People missing ACC payouts: lawyers

by Tony Stickley


Thousands of people may be missing out on big, lump-sum ACC payouts, says a group of lawyers specialising in accident compensation.

And if claims are not filed with the Accident Rehabilitation and Compensation Insurance Corporation before the end of June, they may have to kiss goodbye to any hope of getting their money.

In the past week, Accident Compensation Services, a division of Wakefield Associates of Christchurch, has been sending out flyers, initially in Auckland and Christchurch, telling people to move quickly if they think they have a claim.

Last night, the Minister of Accident Compensation, Murray McCully, said he would seek an urgent report from his officials on the Christchurch lawyers' scheme.

A spokesman for the corporation, Alan Seay, dismissed the language in the flyer as "misleading" in suggesting that anyone who had had an injury or had made a claim to the ACC might be entitled to a lump sum.

While the firm says it will not charge if it is unsuccessful in obtaining a payment, it will levy 30 per cent (plus GST) of any lump sum it manages to secure from the corporation.

Lawyer Garry Wakefield said last night: "I would not call it ambulance chasing. There are a lot of people out there who have not been told of their correct entitlement. They may miss out."

And he defended the fee for successful payouts on the basis of his firm's expertise in this area. "There is no guarantee that we are going to make any money out of it."

On their own, he said, people's chances of obtaining their correct entitlement might be reduced.

Lump-sum payments were abolished in 1992, but Mr Wakefield said a woman last year successfully argued before Judge Malcolm Beattie in the district court that she was entitled to what was in effect a lump-sum payment going back many years.

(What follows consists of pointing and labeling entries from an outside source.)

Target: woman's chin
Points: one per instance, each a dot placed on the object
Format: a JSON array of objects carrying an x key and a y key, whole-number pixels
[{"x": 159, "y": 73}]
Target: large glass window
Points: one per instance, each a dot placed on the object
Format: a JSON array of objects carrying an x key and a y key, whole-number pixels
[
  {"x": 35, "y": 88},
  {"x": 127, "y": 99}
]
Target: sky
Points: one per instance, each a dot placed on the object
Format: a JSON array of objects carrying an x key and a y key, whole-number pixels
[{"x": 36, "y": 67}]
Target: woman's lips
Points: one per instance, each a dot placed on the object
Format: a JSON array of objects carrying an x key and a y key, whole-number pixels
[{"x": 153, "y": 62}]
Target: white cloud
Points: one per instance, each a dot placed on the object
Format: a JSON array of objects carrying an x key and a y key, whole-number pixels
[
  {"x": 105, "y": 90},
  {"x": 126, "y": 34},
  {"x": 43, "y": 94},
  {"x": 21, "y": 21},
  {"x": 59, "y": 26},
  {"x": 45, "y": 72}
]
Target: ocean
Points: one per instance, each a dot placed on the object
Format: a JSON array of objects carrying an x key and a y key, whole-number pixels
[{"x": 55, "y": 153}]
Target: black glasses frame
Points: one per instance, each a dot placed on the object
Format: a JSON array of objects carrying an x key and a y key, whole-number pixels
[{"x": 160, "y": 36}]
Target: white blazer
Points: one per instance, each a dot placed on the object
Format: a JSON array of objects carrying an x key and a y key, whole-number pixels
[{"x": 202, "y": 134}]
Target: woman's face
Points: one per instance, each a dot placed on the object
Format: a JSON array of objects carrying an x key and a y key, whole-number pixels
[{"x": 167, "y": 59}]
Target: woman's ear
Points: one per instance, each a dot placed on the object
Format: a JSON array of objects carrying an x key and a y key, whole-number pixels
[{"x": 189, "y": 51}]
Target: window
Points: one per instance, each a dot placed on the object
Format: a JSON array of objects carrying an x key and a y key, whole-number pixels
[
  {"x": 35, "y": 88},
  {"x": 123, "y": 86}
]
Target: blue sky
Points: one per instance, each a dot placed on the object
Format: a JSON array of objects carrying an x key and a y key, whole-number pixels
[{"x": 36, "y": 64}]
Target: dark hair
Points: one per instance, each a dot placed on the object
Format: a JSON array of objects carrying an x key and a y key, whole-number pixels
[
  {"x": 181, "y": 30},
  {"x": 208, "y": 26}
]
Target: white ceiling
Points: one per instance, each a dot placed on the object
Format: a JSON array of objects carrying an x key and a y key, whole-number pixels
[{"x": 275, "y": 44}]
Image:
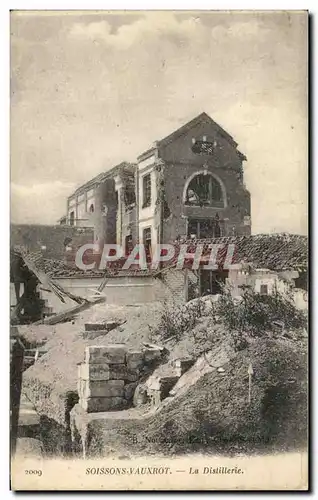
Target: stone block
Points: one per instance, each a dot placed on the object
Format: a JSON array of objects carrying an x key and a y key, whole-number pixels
[
  {"x": 151, "y": 355},
  {"x": 92, "y": 405},
  {"x": 134, "y": 359},
  {"x": 121, "y": 372},
  {"x": 93, "y": 371},
  {"x": 92, "y": 327},
  {"x": 111, "y": 353},
  {"x": 129, "y": 390},
  {"x": 101, "y": 388},
  {"x": 182, "y": 365}
]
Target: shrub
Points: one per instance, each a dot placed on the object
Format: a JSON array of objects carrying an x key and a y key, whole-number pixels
[
  {"x": 177, "y": 319},
  {"x": 254, "y": 314}
]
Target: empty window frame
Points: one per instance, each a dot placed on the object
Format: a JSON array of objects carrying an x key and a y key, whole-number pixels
[
  {"x": 146, "y": 191},
  {"x": 204, "y": 190}
]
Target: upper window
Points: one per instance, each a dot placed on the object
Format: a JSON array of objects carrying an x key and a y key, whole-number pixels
[
  {"x": 146, "y": 190},
  {"x": 129, "y": 196},
  {"x": 263, "y": 290},
  {"x": 204, "y": 190},
  {"x": 72, "y": 218},
  {"x": 146, "y": 236}
]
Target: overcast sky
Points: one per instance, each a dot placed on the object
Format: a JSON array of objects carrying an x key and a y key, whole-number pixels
[{"x": 89, "y": 90}]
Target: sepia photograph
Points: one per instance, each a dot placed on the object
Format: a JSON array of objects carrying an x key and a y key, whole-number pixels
[{"x": 159, "y": 250}]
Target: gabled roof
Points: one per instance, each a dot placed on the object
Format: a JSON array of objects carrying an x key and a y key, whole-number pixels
[{"x": 202, "y": 118}]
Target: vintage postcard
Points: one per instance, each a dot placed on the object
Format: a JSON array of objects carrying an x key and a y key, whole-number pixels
[{"x": 159, "y": 250}]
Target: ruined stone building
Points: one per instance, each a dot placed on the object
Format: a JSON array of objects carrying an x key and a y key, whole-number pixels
[{"x": 188, "y": 184}]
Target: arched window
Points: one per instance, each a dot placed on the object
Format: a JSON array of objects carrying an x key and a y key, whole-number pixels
[
  {"x": 204, "y": 190},
  {"x": 72, "y": 218}
]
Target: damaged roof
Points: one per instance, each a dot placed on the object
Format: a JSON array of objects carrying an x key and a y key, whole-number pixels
[{"x": 277, "y": 252}]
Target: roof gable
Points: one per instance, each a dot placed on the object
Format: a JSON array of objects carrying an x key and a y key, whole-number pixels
[{"x": 202, "y": 118}]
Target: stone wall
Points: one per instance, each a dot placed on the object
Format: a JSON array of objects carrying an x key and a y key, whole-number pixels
[
  {"x": 49, "y": 239},
  {"x": 109, "y": 376}
]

"We didn't cotton on until about four months ago when the woman argued her case in front of Judge Beattie," said Mr Wakefield.

He said that until a change in the law in 1997 people were paid an independence allowance, the current maximum for which is $61.68, from the date they applied for it, irrespective of when their accident occurred.

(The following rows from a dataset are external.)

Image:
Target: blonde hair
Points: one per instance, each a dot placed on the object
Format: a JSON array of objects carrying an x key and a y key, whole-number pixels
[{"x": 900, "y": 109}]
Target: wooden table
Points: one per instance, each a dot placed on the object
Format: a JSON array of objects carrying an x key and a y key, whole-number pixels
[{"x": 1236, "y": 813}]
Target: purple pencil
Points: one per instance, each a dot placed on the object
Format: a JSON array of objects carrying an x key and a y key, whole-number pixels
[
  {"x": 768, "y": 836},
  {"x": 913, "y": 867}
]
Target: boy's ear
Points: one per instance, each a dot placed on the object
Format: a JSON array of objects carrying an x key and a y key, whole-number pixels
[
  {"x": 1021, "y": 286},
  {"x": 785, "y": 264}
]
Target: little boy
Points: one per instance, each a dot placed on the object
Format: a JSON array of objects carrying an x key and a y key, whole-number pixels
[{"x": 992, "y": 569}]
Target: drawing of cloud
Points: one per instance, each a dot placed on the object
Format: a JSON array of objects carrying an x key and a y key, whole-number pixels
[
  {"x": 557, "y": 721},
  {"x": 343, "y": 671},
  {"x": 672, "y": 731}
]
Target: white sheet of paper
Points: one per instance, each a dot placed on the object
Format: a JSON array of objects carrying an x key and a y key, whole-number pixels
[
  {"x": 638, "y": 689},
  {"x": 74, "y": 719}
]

However, he said, the wording of the new legislation meant that people could backdate their claim to when they were injured and receive an accumulation of their weekly allowance.

Mr Wakefield said a woman who, for example, made a claim under the pre-1997 legislation for being raped in the 1970s would have received the independence allowance only from when she applied for it.

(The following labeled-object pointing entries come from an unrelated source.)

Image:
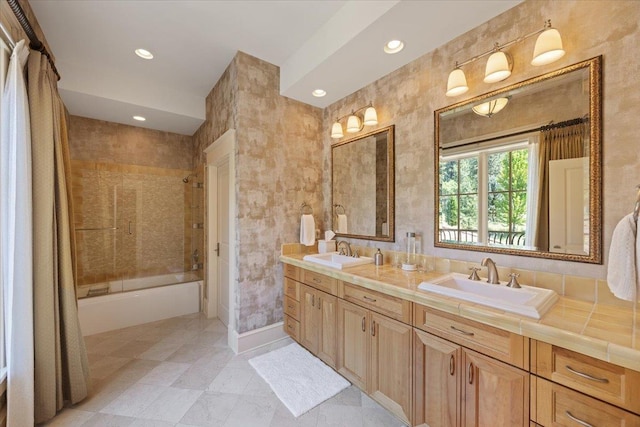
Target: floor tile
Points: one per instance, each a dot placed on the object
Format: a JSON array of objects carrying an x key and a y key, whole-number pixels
[{"x": 211, "y": 409}]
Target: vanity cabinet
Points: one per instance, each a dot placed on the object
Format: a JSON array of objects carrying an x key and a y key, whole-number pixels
[
  {"x": 457, "y": 386},
  {"x": 572, "y": 388},
  {"x": 373, "y": 354},
  {"x": 318, "y": 324}
]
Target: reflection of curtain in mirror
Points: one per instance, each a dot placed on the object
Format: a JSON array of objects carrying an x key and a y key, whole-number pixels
[
  {"x": 532, "y": 191},
  {"x": 560, "y": 141}
]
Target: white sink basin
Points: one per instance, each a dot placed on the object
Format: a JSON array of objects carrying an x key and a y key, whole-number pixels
[
  {"x": 335, "y": 260},
  {"x": 527, "y": 301}
]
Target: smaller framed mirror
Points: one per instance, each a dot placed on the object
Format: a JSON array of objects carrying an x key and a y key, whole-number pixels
[{"x": 362, "y": 193}]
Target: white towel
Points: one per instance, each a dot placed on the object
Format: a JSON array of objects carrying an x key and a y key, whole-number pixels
[
  {"x": 624, "y": 260},
  {"x": 342, "y": 224},
  {"x": 307, "y": 230}
]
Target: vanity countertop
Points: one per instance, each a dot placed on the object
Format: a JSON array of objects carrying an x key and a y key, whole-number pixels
[{"x": 608, "y": 333}]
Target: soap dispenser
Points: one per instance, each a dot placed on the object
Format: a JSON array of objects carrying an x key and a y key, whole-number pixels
[{"x": 377, "y": 258}]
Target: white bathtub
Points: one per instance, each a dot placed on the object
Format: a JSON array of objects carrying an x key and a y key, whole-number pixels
[{"x": 142, "y": 305}]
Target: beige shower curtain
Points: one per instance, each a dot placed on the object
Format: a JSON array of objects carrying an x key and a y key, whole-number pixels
[
  {"x": 61, "y": 367},
  {"x": 556, "y": 143}
]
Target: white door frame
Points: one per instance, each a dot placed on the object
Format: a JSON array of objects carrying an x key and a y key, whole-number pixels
[{"x": 221, "y": 149}]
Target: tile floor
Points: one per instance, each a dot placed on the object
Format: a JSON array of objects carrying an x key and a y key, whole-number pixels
[{"x": 180, "y": 372}]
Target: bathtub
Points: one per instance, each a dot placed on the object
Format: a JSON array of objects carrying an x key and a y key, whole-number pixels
[{"x": 143, "y": 300}]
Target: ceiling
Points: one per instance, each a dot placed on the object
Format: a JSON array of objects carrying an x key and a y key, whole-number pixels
[{"x": 334, "y": 45}]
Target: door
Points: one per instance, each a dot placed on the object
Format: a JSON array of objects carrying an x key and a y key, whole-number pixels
[
  {"x": 496, "y": 394},
  {"x": 353, "y": 343},
  {"x": 223, "y": 240},
  {"x": 437, "y": 384},
  {"x": 390, "y": 380},
  {"x": 569, "y": 206}
]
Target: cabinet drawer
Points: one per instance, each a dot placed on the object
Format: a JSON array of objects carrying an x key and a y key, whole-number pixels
[
  {"x": 396, "y": 308},
  {"x": 320, "y": 281},
  {"x": 292, "y": 272},
  {"x": 603, "y": 380},
  {"x": 292, "y": 289},
  {"x": 292, "y": 308},
  {"x": 559, "y": 406},
  {"x": 494, "y": 342},
  {"x": 292, "y": 327}
]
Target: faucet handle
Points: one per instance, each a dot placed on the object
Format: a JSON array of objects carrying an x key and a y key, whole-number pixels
[
  {"x": 474, "y": 273},
  {"x": 513, "y": 282}
]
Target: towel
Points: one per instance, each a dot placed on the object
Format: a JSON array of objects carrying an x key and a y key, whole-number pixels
[
  {"x": 624, "y": 260},
  {"x": 307, "y": 230},
  {"x": 342, "y": 224}
]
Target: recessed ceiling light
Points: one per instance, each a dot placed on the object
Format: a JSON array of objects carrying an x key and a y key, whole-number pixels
[
  {"x": 144, "y": 53},
  {"x": 393, "y": 46}
]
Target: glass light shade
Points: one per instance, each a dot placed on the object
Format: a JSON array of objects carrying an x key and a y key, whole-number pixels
[
  {"x": 548, "y": 47},
  {"x": 490, "y": 108},
  {"x": 457, "y": 83},
  {"x": 498, "y": 67},
  {"x": 370, "y": 117},
  {"x": 336, "y": 130},
  {"x": 353, "y": 124}
]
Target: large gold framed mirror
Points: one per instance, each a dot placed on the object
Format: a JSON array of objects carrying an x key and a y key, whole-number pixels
[
  {"x": 362, "y": 189},
  {"x": 518, "y": 170}
]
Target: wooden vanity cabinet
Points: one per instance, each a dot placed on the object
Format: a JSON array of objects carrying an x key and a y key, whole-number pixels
[
  {"x": 373, "y": 353},
  {"x": 318, "y": 323},
  {"x": 455, "y": 386}
]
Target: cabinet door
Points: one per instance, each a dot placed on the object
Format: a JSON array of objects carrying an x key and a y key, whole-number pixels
[
  {"x": 353, "y": 343},
  {"x": 309, "y": 319},
  {"x": 437, "y": 395},
  {"x": 327, "y": 344},
  {"x": 390, "y": 380},
  {"x": 496, "y": 394}
]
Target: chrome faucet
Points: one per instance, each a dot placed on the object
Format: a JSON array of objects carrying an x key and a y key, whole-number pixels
[
  {"x": 492, "y": 271},
  {"x": 342, "y": 251}
]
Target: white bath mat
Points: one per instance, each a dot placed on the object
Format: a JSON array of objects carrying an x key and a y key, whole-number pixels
[{"x": 299, "y": 379}]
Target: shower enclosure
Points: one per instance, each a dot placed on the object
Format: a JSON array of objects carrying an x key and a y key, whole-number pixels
[{"x": 136, "y": 227}]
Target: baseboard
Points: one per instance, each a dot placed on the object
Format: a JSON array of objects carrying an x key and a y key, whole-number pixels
[{"x": 241, "y": 343}]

But if she applied under the changed legislation in the past 12 months, she should have received compensation dating back to the time of the incident.

"Unless you specifically ask ACC to backdate it, they won't," said Mr Wakefield.

He said that there was a huge number of people who had never bothered to claim their weekly allowance either because it was so "measly" or because they had never been made aware of it.

If they applied now, that measly amount could over the years have grown into a payout worth thousands of dollars.

But Mr Wakefield warned that people had to move quickly- his flyer says that more changes in the compensation law mean that from June 30 people will lose the right to claim an independence allowance or a lump sum.

Mr Seay said that 92 per cent of injury claims to the corporation involved medical fees only.

"When this flyer suggests than anyone who has had an injury or an accident in the past may be entitled to this [lump sum], that is somewhat of an exaggeration.

"And further to that, the independence allowance is payable under a clearly defined set of circumstances to recognise an impairment.

"So you are talking about a relatively small number of the total cases that come into ACC that would involve an independence allowance."